Bapak itu keras kepala. Kalimat itulah yang terlintas dalam pikiranku jika ada yang bertanya tentang Bapak. Begitu banyak Bapak menerapkan aturan dan larangan yang di dalam rumah. Aku dengan pemikiranku sendiri dan Bapak dengan pemikirannya sendiri.
Saat itu, aku baru saja pulang dari sekolah. Bapak menyuruhku untuk segera membuat KTP. Aku langsung menatap Bapak. “Buat apa buru-buru sih, Pak?” tanyaku.
Bapak hanya mangkir dari pertanyaanku. Aku tidak tahu apa yang ada di benak dan pikirannya. Sungguh, bukankah masih ada hari esok dan seterusnya. Aku pun menghampiri Bapak yang sedang duduk di teras sembari membaca koran ditemani secangkir kopi.

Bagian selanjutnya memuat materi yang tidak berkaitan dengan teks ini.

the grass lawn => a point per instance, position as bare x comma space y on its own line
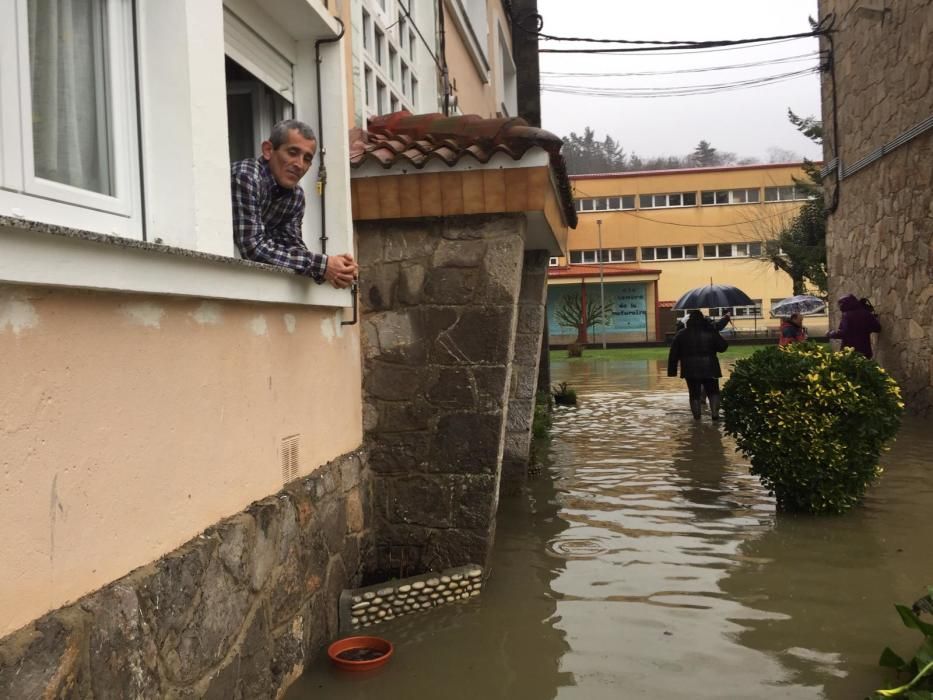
734, 352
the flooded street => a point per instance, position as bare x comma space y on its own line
644, 561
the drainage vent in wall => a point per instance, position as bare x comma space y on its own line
363, 607
289, 455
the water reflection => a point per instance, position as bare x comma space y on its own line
647, 562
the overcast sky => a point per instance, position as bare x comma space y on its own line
747, 122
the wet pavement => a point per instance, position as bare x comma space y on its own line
644, 561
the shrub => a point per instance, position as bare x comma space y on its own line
563, 395
812, 422
919, 669
541, 423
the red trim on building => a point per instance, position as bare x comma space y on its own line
593, 271
685, 171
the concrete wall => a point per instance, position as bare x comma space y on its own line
526, 357
235, 614
131, 423
439, 301
880, 238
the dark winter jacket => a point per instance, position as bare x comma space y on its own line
856, 326
695, 348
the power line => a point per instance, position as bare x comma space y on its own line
675, 91
636, 74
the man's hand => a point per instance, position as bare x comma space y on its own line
341, 270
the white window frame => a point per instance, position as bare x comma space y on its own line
605, 203
731, 197
609, 255
23, 193
653, 198
670, 250
796, 192
737, 250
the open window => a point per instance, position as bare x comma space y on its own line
260, 87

“Pak, pertanyaanku tadi belum Bapak jawab ” tanyaku dengan tidak sabar. Bapak menoleh sebentar kemudian meletakkan koran di atas mejanya. “Kamu sudah tujuh belas tahun, Bapak ingin melihatmu memiliki KTP,” jawabnya tenang. “Masih ada hari esok, Pak. Tenang saja, besok setelah pulang sekolah aku akan mengurusnya ke kecamatan.” Bapak pun hanya mengangguk mendengar penjelasanku.
Namun, keesokan harinya, hujan deras mengguyur bumi tanpa ampun. Bahkan air mulai naik dan genangan air tersebut membuat keadaan semakin kacau.
“Banjir sialan!” batinku..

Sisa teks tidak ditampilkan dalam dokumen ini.